Davide Daverio 20/12/2022
Updated 2022/12/19 at 11:03 PM
3 Minuti per la lettura

Nei grandi centri abitati non è raro esser costretti ad ammirare un meraviglioso tramonto attraverso una selva di antenne che disturbano la meravigliosa vista. Spesso ci si chiede se effettivamente tutte quelle antenne siano state legittimamente installate, se le si può installare dovunque, o se per esempio, un edificio condominiale debba essere obbligatoriamente dotato di un’unica antenna centralizzata.

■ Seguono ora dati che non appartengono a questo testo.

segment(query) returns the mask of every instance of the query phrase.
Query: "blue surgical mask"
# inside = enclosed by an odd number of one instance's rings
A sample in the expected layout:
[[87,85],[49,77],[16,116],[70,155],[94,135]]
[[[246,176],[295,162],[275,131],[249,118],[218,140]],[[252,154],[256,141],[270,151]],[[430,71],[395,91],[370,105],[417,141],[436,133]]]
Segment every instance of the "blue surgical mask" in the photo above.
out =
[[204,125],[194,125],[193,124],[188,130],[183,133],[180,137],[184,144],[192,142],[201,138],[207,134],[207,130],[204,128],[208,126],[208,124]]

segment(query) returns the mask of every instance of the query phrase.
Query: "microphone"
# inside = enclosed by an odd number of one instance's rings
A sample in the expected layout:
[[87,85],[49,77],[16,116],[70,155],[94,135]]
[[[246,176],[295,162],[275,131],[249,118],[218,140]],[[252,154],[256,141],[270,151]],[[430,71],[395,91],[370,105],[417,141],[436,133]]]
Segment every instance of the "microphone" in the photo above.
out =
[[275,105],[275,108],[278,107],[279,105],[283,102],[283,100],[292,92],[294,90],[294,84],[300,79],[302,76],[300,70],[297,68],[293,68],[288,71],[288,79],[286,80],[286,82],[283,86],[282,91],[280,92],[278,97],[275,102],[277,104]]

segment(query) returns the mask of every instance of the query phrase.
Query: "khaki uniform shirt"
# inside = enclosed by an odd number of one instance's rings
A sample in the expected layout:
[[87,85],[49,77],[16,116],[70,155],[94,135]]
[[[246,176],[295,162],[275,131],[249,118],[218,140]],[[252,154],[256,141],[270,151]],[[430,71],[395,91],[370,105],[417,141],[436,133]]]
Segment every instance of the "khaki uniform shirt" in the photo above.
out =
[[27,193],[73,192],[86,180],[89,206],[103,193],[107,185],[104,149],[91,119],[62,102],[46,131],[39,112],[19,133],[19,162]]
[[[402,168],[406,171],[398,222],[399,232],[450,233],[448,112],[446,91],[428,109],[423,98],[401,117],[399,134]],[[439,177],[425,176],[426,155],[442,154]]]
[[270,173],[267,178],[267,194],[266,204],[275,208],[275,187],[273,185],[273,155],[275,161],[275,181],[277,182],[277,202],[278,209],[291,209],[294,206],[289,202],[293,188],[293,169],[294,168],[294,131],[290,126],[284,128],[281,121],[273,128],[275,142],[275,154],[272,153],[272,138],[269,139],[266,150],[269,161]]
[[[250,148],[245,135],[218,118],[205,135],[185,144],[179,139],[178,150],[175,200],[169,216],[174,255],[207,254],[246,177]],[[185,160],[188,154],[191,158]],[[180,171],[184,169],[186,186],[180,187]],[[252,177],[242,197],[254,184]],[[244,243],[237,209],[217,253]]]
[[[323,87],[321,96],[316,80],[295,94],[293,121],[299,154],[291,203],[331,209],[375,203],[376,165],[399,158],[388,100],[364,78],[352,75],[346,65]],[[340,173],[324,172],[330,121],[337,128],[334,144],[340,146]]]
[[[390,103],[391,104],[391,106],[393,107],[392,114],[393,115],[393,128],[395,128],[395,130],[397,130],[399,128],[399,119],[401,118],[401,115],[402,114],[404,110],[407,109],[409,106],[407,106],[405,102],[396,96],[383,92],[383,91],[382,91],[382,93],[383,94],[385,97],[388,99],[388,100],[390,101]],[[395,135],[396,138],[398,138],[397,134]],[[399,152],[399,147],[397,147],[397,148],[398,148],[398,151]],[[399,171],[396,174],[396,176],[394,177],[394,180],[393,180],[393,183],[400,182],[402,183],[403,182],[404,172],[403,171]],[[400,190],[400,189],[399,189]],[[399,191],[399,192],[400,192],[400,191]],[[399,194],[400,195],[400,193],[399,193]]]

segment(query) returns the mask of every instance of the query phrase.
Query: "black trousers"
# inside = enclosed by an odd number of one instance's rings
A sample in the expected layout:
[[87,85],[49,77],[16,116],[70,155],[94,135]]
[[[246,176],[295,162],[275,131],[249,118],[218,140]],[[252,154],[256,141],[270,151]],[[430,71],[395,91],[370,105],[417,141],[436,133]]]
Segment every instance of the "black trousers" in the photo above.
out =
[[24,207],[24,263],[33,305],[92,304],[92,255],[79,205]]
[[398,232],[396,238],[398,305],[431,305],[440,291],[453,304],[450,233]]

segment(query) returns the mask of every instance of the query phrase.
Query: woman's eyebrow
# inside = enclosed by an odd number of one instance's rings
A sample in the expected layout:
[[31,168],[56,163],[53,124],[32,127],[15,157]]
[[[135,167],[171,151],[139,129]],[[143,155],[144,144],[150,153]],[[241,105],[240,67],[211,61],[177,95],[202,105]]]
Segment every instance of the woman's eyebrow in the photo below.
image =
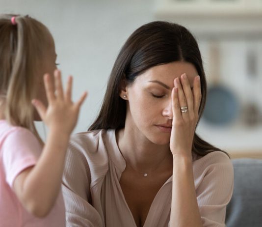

Antenne selvagge: cos’è il diritto di antenna

Per rispondere a tali quesiti dobbiamo chiarire cosa sia il cosiddetto “diritto di antenna”. Secondo la Cassazione e la normativa vigente, il diritto di antenna “consiste nella possibilità riconosciuta a un
soggetto di installare la propria antenna per la ricezione del segnale radiotelevisivo e tutti gli
accessori connessi al suo funzionamento, su proprietà altrui o condominiale” (Cass. 9393/2005; L. 554/1940; DPR n. 156/1973; D.Lgs. n. 259/2003).

Ma allora ciò significa che l’installazione selvaggia delle antenne è libera da vincoli? Non proprio! L’esercizio del diritto di antenna non è affatto incondizionato, ma se da un lato incontra numerosi limiti, dall’altro permette al singolo individuo di installare un’antenna anche su proprietà altrui. Facciamo chiarezza. Per esempio, è vero che le antenne possono essere installate in qualunque parte dell’edificio, ma è altrettanto vero che non possono recare pregiudizio all’uso della proprietà da parte degli altri condomini, e non possono mutare la destinazione originaria del fabbricato. Inoltre, devono essere preservati il decoro architettonico, la stabilità e la sicurezza dell’edificio.

Insomma, prima di procedere alla installazione dell’antenna sulla proprietà condominiale o su proprietà altrui, il singolo condomino dovrà prima cercare di installare l’apparecchiatura su zone di sua proprietà, e solo in caso di impossibilità di esercizio del diritto di antenna potrà usufruire di zone condominiali.

L’installazione di antenne radiotelevisive nel rispetto dei limiti appena elencati, comporta un ulteriore limitazione a carico dei proprietari degli immobili le cui parti sono utilizzate per l’installazione, perché sorge, a carico degli stessi, l’obbligo di consentire l’accesso per la progettazione, l’installazione e la manutenzione dell’antenna nei luoghi individuati, salvo attenersi ai limiti imposti. Si pensi, infine, che secondo la Cassazione, anche se in un condominio vi è installata un’antenna centralizzata, è permesso al singolo condomino di installarne una individuale distaccandosi dall’impianto centralizzato, se il diritto di antenna può essere meglio esercitato.

Per esempio, se usufruendo dell’antenna centralizzata risulta impossibile ricevere alcuni canali televisivi, è possibile installare un’antenna privata in altra zona condominiale che permetta la ricezione completa dei canali. È proprio il caso di dire che il diritto di proprietà deve piegarsi al diritto di informazione.